By Brian Kimmel — Feb 16, 2025

The LLM Plateau and What Software Engineers Can Do About It

When was the last time a new LLM blew you away with its level of intelligence? Is OpenAI’s o3 mini really any better than o1? Is DeepSeek really any worse?

There have been great innovations in the past year in efficiency and features, but the models aren’t getting much smarter. We’re charging towards a Large Language Model plateau.

OpenAI’s recent announcement of their roadmap for GPT 4.5/5 is a strong signal of the coming plateau. Along with the announcement of 4.5 within “weeks” and 5 coming soon was the news that users will no longer be able to choose which model will be used to answer this question. Reading deeper into the announcement tells us 2 things:

GPT-5 isn’t ready, but OpenAI felt the need to progress, so they’re releasing a new model as GPT-4.5
OpenAI is betting that most users can’t differentiate between the models, so they’re implementing a UI change that will reduce costs.

Both of these imply that there aren’t any major intelligence leaps on the horizon, at least from OpenAI.

So what’s next?

All of this is not to say that innovation is going to slow or stop, but that the new frontier in LLMs is not going to be in AGI or superintelligence. Advances over the next few years are going to focus on training efficiency, cheaper implementations, and UI advancements.

DeepSeek has already started making strides in training efficiency with GRPO. This is only the beginning, and plans to spend $500 billion on hardware are either ridiculous folly or intentional grift.

Implementation costs are already plummeting and the raft of competing models is only going to pressure the market to process more request faster, and crucially, increase context windows so that LLMs can respond to more and more complex questions.

Finally, people are already starting to realize that chat is not always the best interface for AI. Tools like Microsoft CoPilot, Cursor, and Windsurf are going to get better and better at assisting Engineers in their day-to-day tasks.

How Can We as Software Engineers Prepare?

We’re in an AI bubble right now. Companies talking about reducing their workforce due to AI are either too bullish or masking layoffs that they were going to make anyway. At some point, the bubble will burst and there will be a great need for engineers again. But we’ll need to know how to efficiently leverage these new tools.

Anyone who’s tried to use an LLM for any project bigger than a few files will know that they’re bad at maintaining a consistent design.

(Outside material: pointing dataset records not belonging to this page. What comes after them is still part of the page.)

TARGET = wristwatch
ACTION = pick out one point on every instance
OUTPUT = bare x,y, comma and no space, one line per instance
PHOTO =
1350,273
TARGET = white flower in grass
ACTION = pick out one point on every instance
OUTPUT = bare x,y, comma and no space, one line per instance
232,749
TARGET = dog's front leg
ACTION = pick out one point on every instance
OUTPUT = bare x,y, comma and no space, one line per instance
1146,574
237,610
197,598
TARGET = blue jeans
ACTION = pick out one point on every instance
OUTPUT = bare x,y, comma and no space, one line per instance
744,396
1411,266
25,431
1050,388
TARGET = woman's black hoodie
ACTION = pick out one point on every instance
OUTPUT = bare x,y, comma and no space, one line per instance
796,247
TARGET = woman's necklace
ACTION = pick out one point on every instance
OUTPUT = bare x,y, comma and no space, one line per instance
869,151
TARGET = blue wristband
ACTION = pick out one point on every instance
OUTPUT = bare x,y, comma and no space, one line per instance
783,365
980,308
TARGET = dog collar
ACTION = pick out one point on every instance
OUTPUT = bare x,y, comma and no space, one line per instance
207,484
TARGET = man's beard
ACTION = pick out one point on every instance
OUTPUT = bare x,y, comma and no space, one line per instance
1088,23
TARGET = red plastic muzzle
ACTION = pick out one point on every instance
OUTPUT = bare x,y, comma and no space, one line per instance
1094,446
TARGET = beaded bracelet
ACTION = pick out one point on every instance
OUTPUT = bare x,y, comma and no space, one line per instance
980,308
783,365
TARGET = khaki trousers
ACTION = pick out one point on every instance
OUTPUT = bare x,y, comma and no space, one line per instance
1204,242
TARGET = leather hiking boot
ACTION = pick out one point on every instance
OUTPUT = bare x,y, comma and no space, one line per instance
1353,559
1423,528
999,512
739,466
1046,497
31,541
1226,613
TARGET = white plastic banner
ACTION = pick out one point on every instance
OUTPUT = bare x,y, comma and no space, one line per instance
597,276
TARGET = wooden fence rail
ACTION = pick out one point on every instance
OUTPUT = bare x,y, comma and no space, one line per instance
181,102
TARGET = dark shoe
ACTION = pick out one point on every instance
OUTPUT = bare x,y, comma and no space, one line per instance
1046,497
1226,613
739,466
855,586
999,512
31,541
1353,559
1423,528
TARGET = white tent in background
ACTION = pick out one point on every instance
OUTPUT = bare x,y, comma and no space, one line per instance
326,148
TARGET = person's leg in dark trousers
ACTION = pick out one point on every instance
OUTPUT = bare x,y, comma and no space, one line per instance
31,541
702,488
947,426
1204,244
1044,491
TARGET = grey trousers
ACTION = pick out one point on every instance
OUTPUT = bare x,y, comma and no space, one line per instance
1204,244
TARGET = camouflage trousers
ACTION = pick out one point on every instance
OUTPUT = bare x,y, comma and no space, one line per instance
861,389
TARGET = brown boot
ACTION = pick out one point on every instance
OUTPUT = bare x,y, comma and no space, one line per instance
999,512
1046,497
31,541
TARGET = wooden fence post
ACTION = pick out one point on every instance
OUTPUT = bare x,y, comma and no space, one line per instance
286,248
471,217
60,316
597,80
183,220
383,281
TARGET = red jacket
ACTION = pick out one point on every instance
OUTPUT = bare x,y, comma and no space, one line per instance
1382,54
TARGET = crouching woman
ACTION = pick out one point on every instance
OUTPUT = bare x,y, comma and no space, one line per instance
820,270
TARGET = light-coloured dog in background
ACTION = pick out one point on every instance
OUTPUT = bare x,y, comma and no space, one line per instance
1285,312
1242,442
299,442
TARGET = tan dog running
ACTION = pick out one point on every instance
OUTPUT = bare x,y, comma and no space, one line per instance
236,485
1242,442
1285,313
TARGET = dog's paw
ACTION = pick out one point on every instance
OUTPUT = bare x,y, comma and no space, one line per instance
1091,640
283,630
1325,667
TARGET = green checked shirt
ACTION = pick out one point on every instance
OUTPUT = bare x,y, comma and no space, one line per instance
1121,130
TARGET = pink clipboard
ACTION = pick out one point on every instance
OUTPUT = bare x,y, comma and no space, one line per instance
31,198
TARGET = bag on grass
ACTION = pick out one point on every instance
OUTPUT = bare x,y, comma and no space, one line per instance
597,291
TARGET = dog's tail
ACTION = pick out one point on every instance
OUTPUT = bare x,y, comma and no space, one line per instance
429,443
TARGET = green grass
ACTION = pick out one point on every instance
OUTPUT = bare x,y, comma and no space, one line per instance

Even with larger context windows, models like to rewrite irrelevant parts of the code and have recency bias towards solving the current problem and ignoring the big picture.

The good news is, this forces some best practice that we should be doing anyway; namely the Single Responsibility Principle and Test-Driven Development. LLMs are good at working on small bits of testable code. Writing code this way allows us to take better advantage of LLMs along with all of the existing positives of TDD.

This leaves design and architecture up to us humans. This is an area where we’re still way better than AI. We can consider things like extensibility, readability, performance, and scalability all at once, then break the project into small testable units for the LLM to write.

These skills will be essential in a world where AI models stagnate, with the added bonus of being good practice.

LLMs are also very good at reading code, and there are more ways to leverage that than you think.

AI code reviews: feed your coding standards document along with an output of the changes into an LLM and ask it to code review. As context windows increase in size, you’ll eventually be able to feed your whole codebase in and ask for unintentional side effects.

AI documentation: LLMs are also great for summarizing large pieces of code, and for documenting APIs. When context windows get large enough, they'll be able to extract and diagram your code’s design. You could even regenerate this documentation continuously so that it’s never out of date.

AI user stories: This may be controversial, but LLMs can help to automate the most time consuming part of writing user stories- converting your natural language descriptions into acceptance criteria. Taking a general description and converting it into a detailed set of requirements that can then be reviewed for accuracy can help reduce requirements gaps and help engineers work of the correct implementation.

Conclusion

Please remember that I’m a sign, not a cop. I’m speculating based on my experiences with LLMs and having lived through many different bubble/bust cycles over the past 30 years, but nobody can predict the future… except maybe a super intelligent AI.